(SZ)Stellen wir uns folgende indische Alltagssituation vor: Ein Taxi,
Marke "Hindustan Ambassador", bahnt sich seinen Weg durch die Straßen
Delhis. Der Fahrer macht Tempo, weder anderer Autos noch kreuzender
Menschen achtend. Plötzlich schleudert ein gewagtes Ausweichmanöver
mit anschließender Vollbremsung Chauffeur und Fahrgast nach vorn. Die
Ursache für den Nothalt bleibt ruhig im Staub der Straße liegen und
käut wieder. Es ist ein Zebu, eins jener falben Höckerrinder, die
sämtliche Wege und Plätze Indiens bevölkern. Nun bremst der Taxifahrer
nicht etwa, um das Leben der Wageninsassen zu schonen. Er tut's in
Kenntnis einer brahmanischen Verfügung, nach der jeder zum
Unberührbaren wird, der ein Rind tötet.
Derart ehrfürchtiges Gebaren wird vielen Okzidentalen wohl stets
ebenso unverständlich bleiben wie die Tatsache, dass im indischen
Khagaria ein Lokführer seinen Zug entgleisen ließ, um den
Zusammenprall mit einer Heiligen Kuh zu verhindern. Wir sind es
gewohnt, unsere Rinder im Zweifel etwas robuster zu behandeln. Bei
Viehtransporten nehmen wir Bruch und Schwund in Kauf: Man verfrachtet
einige Dutzend schwarzbunte Holsteiner von ihrer Weide weg nach
Triest, wo sie umgehend eine achttägige Schiffsreise nach Beirut
antreten. Dort wirft man die Überlebenden auf Lastwagen, die sie flugs
zum Schächthof bringen. Wer Solches als notwendige Folge der
Sachzwänge moderner Tierverschickung hinnimmt, hat gewiss nur ein
Kopfschütteln übrig für das metaphysische Gewese, das der Hindu um
sein Hornvieh macht.
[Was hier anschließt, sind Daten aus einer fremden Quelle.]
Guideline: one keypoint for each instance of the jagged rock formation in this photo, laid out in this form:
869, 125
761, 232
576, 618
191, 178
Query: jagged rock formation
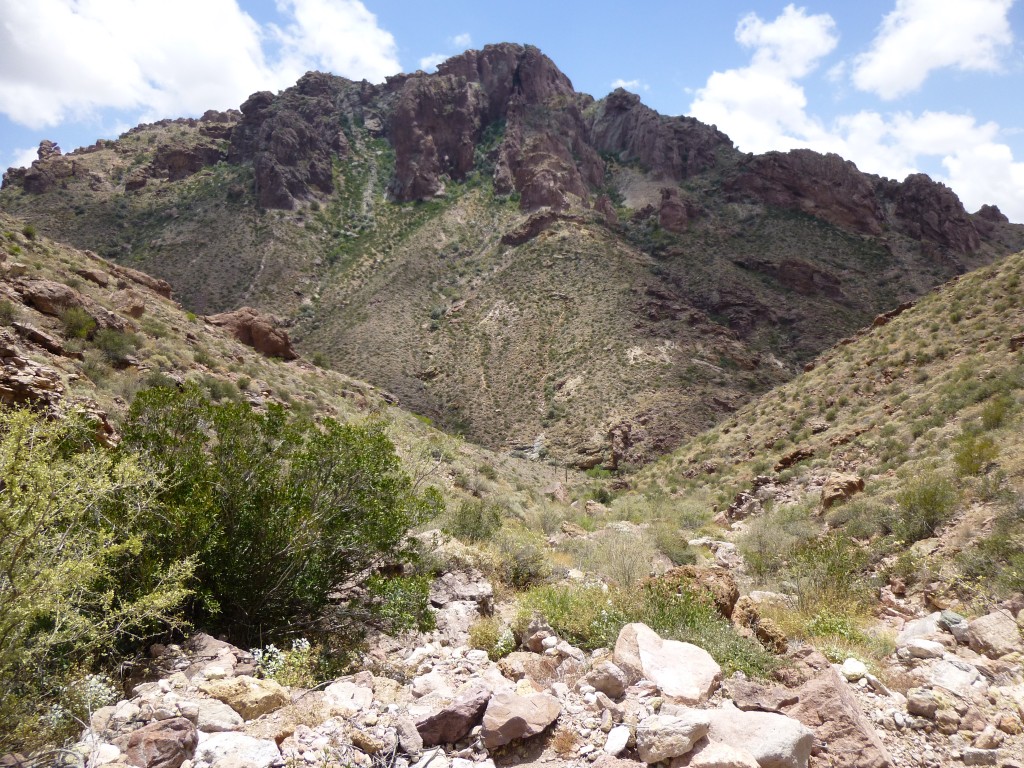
547, 272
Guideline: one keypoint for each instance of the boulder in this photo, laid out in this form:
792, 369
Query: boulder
717, 755
455, 720
607, 678
247, 695
510, 716
664, 736
839, 487
826, 706
683, 672
166, 743
750, 695
924, 627
256, 330
715, 581
215, 717
470, 586
619, 738
994, 635
921, 648
241, 749
774, 740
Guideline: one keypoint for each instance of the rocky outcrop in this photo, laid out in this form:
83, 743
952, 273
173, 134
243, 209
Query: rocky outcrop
259, 331
931, 212
291, 139
822, 185
672, 147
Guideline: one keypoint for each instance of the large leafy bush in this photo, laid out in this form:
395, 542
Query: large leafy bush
280, 513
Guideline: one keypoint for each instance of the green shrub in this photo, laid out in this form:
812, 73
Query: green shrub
77, 323
591, 617
923, 506
489, 634
117, 346
279, 513
774, 536
973, 453
995, 411
522, 560
475, 520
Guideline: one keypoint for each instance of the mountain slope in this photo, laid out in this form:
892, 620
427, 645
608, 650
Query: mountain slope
512, 258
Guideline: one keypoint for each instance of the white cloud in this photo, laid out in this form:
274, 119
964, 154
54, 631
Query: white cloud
763, 107
630, 85
429, 64
23, 158
340, 36
921, 36
73, 58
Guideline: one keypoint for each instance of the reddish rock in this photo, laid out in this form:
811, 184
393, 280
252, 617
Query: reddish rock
165, 743
256, 330
674, 213
840, 487
822, 185
510, 716
711, 580
456, 720
930, 211
671, 147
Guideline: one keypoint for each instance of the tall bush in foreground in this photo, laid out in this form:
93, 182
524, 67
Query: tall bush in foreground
71, 528
280, 513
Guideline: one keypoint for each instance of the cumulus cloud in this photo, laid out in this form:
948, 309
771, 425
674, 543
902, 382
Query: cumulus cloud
73, 58
630, 85
23, 158
921, 36
763, 107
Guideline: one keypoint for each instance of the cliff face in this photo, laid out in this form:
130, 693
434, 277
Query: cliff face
512, 258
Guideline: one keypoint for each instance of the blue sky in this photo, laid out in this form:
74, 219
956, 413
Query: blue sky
897, 86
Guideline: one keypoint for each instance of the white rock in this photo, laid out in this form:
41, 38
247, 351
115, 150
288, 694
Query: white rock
256, 753
682, 672
853, 670
216, 717
774, 740
924, 627
663, 737
434, 759
617, 738
922, 648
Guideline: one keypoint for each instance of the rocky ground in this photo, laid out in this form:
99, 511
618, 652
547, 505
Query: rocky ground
431, 701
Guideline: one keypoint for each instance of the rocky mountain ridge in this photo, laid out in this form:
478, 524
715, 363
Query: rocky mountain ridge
512, 258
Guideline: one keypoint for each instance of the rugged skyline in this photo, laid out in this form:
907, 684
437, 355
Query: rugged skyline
896, 87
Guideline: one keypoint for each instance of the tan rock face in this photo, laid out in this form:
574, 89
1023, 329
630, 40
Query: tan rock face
839, 487
994, 635
826, 706
452, 722
683, 672
510, 716
256, 330
166, 743
248, 695
664, 736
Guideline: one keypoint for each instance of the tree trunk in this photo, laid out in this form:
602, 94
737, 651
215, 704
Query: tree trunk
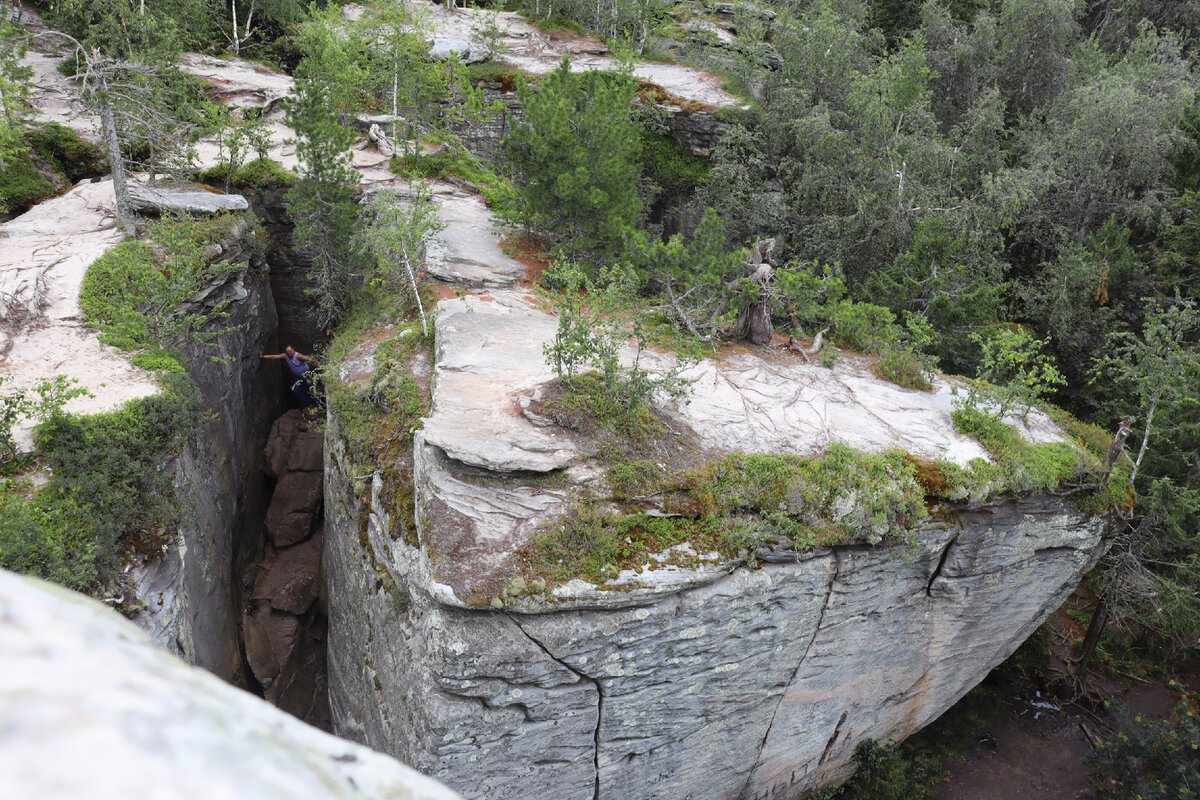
1145, 440
115, 161
754, 323
1095, 629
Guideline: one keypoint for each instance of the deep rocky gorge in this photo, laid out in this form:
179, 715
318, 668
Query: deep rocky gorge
748, 678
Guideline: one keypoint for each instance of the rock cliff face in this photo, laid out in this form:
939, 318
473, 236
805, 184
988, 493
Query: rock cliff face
94, 710
719, 681
191, 596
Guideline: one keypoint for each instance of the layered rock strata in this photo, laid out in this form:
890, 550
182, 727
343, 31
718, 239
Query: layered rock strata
714, 680
283, 625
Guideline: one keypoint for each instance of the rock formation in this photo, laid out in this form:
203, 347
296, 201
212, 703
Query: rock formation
719, 680
94, 710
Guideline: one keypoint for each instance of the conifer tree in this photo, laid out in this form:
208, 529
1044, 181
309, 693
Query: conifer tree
575, 157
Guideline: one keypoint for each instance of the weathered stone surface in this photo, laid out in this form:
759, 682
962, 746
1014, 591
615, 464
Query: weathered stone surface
718, 683
43, 257
294, 505
749, 684
450, 47
289, 579
238, 83
294, 445
489, 353
467, 251
162, 199
83, 687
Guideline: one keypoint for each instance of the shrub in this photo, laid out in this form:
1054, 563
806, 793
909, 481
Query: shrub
108, 489
1153, 759
133, 292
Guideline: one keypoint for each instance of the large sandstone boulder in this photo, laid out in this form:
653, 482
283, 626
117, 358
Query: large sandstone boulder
168, 199
93, 710
723, 679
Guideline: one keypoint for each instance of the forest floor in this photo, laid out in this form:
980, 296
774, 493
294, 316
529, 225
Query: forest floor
1037, 747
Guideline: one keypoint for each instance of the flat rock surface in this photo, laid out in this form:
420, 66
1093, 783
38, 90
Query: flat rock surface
174, 199
468, 252
239, 83
93, 709
772, 402
537, 52
43, 257
489, 355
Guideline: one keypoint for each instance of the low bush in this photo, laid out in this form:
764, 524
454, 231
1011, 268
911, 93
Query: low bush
733, 505
1153, 759
108, 492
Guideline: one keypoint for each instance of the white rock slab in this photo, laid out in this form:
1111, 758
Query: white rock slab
489, 354
43, 257
468, 252
91, 709
240, 84
533, 50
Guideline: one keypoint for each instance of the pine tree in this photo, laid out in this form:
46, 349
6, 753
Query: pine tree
575, 156
322, 202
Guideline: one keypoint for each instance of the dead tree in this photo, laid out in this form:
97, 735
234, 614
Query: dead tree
754, 322
130, 98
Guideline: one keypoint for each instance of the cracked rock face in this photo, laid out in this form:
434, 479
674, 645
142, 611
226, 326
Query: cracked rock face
84, 687
743, 684
715, 683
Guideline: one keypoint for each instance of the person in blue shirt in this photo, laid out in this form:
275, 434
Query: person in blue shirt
298, 364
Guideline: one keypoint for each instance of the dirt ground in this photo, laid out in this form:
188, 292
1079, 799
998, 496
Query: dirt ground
1036, 749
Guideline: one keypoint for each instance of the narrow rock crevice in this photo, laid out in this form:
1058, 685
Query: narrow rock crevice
595, 735
941, 564
285, 618
783, 693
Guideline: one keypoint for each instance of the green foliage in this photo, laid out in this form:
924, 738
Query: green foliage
22, 185
733, 505
15, 91
1153, 759
574, 158
322, 199
35, 405
1017, 372
843, 497
672, 169
63, 149
258, 174
133, 292
1018, 467
395, 240
108, 489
Im übrigen streunen die Tiere in Indien ja herum
und müssen sich ihr Futter selbst suchen. Unsere Rinder dagegen
nennen, zumindest bis zum Abtransport, saftige Wiesen und wärmende
Ställe ihr Heim.
Darf es daher als Geste boviner Undankbarkeit gelten, was sich
unlängst in Oberbayern zutrug? Dort attackierten ohne erkennbaren
Anlass vier Kühe einen Mann, der an ihrer Weide vorbeispazierte und
traktierten ihn derart mit Horn und Huf, dass er ins Krankenhaus
musste. Ein Rätsel war dieses Verhalten dem örtlichen Amtstierarzt,
der beteuerte: "Unser Fleckvieh ist in der Region sehr bedächtig."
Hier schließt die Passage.